Re: [PATCH v2 3/4] sched/fair: Allow load balancing between CPUs of identical capacity

From: Ricardo Neri

Date: Fri May 08 2026 - 08:46:27 EST


On Wed, May 06, 2026 at 02:10:22PM +0100, Christian Loehle wrote:
> On 4/29/26 22:19, Ricardo Neri wrote:
> > sched_balance_find_src_rq() avoids selecting a runqueue with a single
> > running task as busiest if doing so results in migrating the task to a
> > CPU with less than ~5% of extra capacity. It also unintentionally
> > prevents migrations between CPUs of identical capacity.
> >
> > When CONFIG_SCHED_CLUSTER is enabled, load should be balanced across
> > clusters of CPUs with the same capacity. Allowing migration between CPUs
> > of identical capacity is necessary to meet this goal.
> >
> > We are interested in the architectural capacity of the involved CPUs,
> > excluding any reductions due to side activity or thermal pressure. Use
> > arch_scale_cpu_capacity().
> >
> > While here, invert the check for runtime capacity for clarity.
> >
> > Signed-off-by: Ricardo Neri <ricardo.neri-calderon@xxxxxxxxxxxxxxx>
> > ---
> > Changes since v1:
> > * Used arch_scale_cpu_capacity() instead of capacity_of() to ignore
> > runtime variability.
> > * Inverted the check for runtime capacity. (Christian)
> > * Reworded patch description for clarity.
> > ---
> > kernel/sched/fair.c | 7 ++++++-
> > 1 file changed, 6 insertions(+), 1 deletion(-)
> >
> > diff --git a/kernel/sched/fair.c b/kernel/sched/fair.c
> > index 166a5b109e0e..4105717e64fe 100644
> > --- a/kernel/sched/fair.c
> > +++ b/kernel/sched/fair.c
> > @@ -11816,9 +11816,14 @@ static struct rq *sched_balance_find_src_rq(struct lb_env *env,
> > * eventually lead to active_balancing high->low capacity.
> > * Higher per-CPU capacity is considered better than balancing
> > * average load.
> > + *
> > + * Cluster scheduling requires balancing load across clusters
> > + * of identical capacity. Use architectural capacity to ignore
> > + * runtime variability.
> > */
> > if (env->sd->flags & SD_ASYM_CPUCAPACITY &&
> > - !capacity_greater(capacity_of(env->dst_cpu), capacity) &&
> > + arch_scale_cpu_capacity(env->dst_cpu) != arch_scale_cpu_capacity(i) &&
> > + capacity_greater(capacity, capacity_of(env->dst_cpu)) &&
> > nr_running == 1)
> > continue;
> >
> >
>
> I wonder if we shouldn't use capacity_greater() margin for both, i.e.
> capacity_greater(arch_scale_cpu_capacity(i), arch_scale_cpu_capacity(env->dst_cpu)) &&
>
> For example the orion o6 has a cluster with 1024 and one with 984, If we allow balancing
> 984->984 I think it's only consistent to also allow 984->1024.

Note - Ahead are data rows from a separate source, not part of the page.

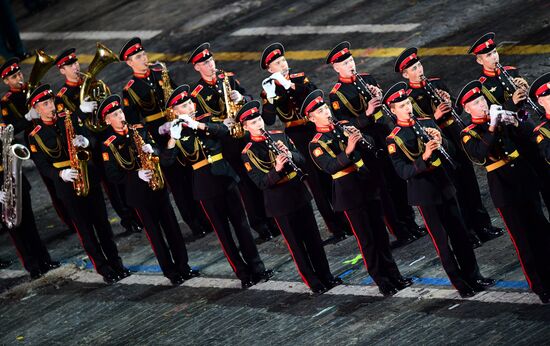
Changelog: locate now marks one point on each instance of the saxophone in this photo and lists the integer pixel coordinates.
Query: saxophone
(231, 108)
(12, 157)
(79, 159)
(148, 161)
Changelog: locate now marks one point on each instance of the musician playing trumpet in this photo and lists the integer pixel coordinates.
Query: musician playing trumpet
(50, 150)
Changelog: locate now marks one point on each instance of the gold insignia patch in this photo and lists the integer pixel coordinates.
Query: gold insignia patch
(317, 152)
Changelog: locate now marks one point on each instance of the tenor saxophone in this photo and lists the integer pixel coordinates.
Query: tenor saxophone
(148, 161)
(79, 159)
(13, 156)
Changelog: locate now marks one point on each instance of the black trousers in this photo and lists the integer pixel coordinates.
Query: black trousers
(29, 246)
(449, 235)
(89, 216)
(530, 234)
(226, 208)
(164, 233)
(367, 225)
(301, 234)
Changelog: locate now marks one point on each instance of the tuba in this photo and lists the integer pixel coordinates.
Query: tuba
(231, 108)
(78, 158)
(148, 161)
(12, 157)
(96, 90)
(42, 64)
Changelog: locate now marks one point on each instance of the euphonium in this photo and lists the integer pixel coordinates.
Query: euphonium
(93, 89)
(79, 159)
(148, 161)
(42, 64)
(12, 157)
(231, 108)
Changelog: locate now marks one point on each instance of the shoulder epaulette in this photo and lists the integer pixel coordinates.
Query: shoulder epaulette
(297, 75)
(35, 131)
(335, 88)
(61, 91)
(247, 147)
(197, 90)
(129, 84)
(316, 138)
(109, 140)
(540, 125)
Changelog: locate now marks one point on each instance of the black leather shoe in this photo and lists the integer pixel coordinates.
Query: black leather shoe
(191, 273)
(387, 290)
(401, 283)
(482, 284)
(485, 234)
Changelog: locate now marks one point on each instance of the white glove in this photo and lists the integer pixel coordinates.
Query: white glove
(164, 129)
(32, 114)
(269, 87)
(147, 148)
(88, 106)
(145, 174)
(236, 96)
(69, 175)
(81, 141)
(175, 129)
(495, 113)
(278, 76)
(191, 123)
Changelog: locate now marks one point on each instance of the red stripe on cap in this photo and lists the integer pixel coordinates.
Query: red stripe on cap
(248, 112)
(542, 89)
(484, 45)
(131, 50)
(65, 59)
(107, 108)
(271, 55)
(469, 94)
(312, 104)
(177, 98)
(37, 97)
(9, 69)
(339, 54)
(406, 60)
(200, 56)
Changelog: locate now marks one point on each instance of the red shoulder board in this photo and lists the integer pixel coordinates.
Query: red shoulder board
(540, 125)
(129, 84)
(394, 132)
(469, 127)
(61, 91)
(247, 147)
(316, 138)
(109, 140)
(296, 75)
(35, 131)
(196, 91)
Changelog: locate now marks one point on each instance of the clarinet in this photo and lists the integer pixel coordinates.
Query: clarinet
(365, 87)
(426, 138)
(438, 99)
(273, 147)
(511, 86)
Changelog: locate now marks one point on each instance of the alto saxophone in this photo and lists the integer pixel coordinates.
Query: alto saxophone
(79, 159)
(13, 156)
(231, 108)
(148, 161)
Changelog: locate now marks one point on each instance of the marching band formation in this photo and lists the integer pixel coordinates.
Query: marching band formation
(365, 156)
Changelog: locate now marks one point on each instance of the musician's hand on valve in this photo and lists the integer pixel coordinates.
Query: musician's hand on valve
(280, 162)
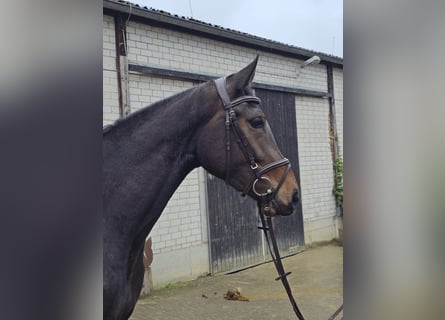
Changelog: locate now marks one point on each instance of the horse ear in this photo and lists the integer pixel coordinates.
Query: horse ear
(243, 78)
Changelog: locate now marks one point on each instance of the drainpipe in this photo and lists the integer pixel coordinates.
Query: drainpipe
(122, 63)
(333, 124)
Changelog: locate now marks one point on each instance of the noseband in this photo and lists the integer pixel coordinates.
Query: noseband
(231, 121)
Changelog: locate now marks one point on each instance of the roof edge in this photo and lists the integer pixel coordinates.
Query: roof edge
(167, 20)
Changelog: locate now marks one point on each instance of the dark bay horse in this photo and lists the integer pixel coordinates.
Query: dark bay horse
(217, 125)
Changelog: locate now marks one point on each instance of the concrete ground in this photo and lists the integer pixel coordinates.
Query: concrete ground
(316, 282)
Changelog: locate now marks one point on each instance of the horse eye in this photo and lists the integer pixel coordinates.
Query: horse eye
(257, 122)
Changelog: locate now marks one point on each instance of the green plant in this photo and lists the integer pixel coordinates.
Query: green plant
(338, 182)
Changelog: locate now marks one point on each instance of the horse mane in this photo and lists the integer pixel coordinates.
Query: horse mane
(151, 108)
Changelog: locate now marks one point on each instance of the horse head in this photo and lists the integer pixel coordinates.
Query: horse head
(237, 145)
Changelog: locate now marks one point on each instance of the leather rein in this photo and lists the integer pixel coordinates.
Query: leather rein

But that would be a change in the current policy, no? Today we allow a 984->
1024 balance based on runtime capacity. The scope of this patchset is to make
SCHED_CLUSTER work as expected for clusters of same capacity.

Perhaps your proposal of using architectural capacity can be evaluated in a
separate patchset?

By the way, in v3 I will have to undo the inversion of the runtime capacity.
The original check allowed balance if dst_cpu had at least 5% more capacity
than src_cpu. The inverted check allows balance to CPUs of less capacity if
the difference is less than 5%.